Well folks that concludes this blog post. Here are your key takeaways:

  1. API Key-based authentication can be blocked at the AOIA instance by setting the disableLocalAuth property to true. This setting can be set at deployment or post deployment and takes 2-5 minutes to take effect. Switching the value of this property from true to false will regenerate the API keys for the instance.
  2. The Azure OpenAI Studio requires the user’s endpoint have direct network access to the AOAI instance. This is because it uses the user’s endpoint to make specific API calls to the data plane. You can look at this yourself using debug mode in your browser or a local proxy like Fiddler.
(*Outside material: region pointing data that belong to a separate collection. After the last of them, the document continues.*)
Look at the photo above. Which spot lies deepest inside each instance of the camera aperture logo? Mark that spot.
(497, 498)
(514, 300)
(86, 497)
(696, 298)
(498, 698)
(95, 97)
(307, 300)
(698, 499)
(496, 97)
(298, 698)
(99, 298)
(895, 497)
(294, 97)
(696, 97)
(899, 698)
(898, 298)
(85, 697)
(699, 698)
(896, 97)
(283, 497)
Direct network access to the AOAI instance means you will only have the information located in the native logs for the activities the user performs.
  3. Setting disableLocalAuth to true enforces a requirement to have specific data plane-level permissions. Owner on the subscription or resource group is not sufficient. Ensure you pre-provision your users or applications who require access to the AOAI instance with the built-in Azure RBAC roles such as Azure Cognitive Services OpenAI User or a custom role with equivalent permissions prior to setting the option to true.

Thanks folks and have a great weekend!